Suppose that $X$ and $Y$ are Banach spaces, and $D ⊂ X$ is a linear subspace, which may not be closed. Suppose that $T : D → Y$ has a closed graph (in $X\times Y$), and is $1-1$ and onto. If $D$ is not closed, then $T$ need not be continuous. Prove, however, that $T^{−1} : Y → X$ is continuous.
This should be true for any linear spaces $D$ since you can always take $X$ to be the completion of $D$. I just don't know how to use the property of closed graph, since $D$ is not necessarily Banach..
In fact I misunderstood the problem at a first glance. I thought T has a closed graph in $D\times Y$ but not necessarily in $X\times Y$.. Now it's just a direct application of closed graph theorem.

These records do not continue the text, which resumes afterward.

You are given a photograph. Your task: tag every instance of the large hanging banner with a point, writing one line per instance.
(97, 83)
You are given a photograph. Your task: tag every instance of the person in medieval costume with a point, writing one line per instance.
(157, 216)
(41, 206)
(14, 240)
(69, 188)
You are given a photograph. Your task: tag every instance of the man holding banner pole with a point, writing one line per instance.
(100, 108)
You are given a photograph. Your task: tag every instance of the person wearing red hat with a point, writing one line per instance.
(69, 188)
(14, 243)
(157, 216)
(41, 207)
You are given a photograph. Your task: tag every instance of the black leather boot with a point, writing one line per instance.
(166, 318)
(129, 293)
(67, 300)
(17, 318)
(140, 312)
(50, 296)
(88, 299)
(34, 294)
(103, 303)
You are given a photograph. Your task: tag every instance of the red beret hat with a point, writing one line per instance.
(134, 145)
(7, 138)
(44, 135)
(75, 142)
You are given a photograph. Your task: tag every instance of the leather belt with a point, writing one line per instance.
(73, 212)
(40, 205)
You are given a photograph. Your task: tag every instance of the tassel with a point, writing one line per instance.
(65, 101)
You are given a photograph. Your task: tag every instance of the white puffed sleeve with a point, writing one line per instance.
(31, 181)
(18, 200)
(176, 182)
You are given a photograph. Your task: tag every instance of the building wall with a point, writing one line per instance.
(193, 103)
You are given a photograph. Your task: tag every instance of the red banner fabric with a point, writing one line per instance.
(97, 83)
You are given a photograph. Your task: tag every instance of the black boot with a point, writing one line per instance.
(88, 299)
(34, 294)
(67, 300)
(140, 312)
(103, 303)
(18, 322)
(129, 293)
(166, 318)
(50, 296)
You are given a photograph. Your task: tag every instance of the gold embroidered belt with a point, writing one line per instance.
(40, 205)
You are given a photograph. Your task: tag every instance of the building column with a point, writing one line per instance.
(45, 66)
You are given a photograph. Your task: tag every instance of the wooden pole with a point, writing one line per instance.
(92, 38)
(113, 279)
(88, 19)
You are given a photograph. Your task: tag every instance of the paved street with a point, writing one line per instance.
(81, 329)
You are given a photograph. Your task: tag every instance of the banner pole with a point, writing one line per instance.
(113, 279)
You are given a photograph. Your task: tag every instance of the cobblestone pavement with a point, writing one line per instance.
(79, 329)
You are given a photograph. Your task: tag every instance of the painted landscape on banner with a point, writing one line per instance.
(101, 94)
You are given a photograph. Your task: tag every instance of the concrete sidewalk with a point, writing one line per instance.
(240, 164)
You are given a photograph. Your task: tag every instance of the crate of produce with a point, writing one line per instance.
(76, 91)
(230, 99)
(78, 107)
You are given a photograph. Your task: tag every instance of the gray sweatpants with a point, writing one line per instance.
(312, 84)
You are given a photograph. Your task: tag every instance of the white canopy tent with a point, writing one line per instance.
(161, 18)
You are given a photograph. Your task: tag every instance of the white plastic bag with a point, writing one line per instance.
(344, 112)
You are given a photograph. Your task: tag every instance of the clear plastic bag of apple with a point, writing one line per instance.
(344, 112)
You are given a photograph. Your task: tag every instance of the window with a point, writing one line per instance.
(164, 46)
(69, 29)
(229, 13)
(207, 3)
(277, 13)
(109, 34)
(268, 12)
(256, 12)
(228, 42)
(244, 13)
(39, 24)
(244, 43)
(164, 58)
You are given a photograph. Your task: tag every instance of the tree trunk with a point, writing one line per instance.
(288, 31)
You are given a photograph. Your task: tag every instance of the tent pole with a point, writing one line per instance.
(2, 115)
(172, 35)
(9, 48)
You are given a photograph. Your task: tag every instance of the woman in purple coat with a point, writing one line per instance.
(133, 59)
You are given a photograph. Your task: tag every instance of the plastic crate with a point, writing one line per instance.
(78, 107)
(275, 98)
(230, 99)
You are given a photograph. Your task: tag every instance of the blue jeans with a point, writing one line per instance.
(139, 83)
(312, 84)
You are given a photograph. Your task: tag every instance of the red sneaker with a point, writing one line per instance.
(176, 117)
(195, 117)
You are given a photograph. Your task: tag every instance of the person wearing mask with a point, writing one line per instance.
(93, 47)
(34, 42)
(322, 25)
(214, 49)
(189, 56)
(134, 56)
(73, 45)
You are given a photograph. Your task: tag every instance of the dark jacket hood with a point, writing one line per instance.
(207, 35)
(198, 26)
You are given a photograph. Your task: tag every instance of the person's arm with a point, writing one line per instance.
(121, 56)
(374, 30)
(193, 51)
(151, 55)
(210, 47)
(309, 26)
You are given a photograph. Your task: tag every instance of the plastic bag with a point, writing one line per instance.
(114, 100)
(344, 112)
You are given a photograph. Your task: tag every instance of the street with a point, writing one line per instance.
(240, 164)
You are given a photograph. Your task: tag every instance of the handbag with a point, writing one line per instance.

Note that $T$ is equal to the composite $D\rightarrow\Gamma(T)\rightarrow Y$ (with $\Gamma(T)\rightarrow Y$ the projection, which is bijective and continuous), and that since $T$ has closed graph $\Gamma(T)$, $\Gamma(T)$ is a Banach space (for it is a closed subspace of the Banach space $X\times Y$). Then $T^{-1}$ is the composite of continuous maps $Y\rightarrow\Gamma(T)\rightarrow D$ with $Y\rightarrow\Gamma(T)$ the inverse of the projection (continuous by general principles).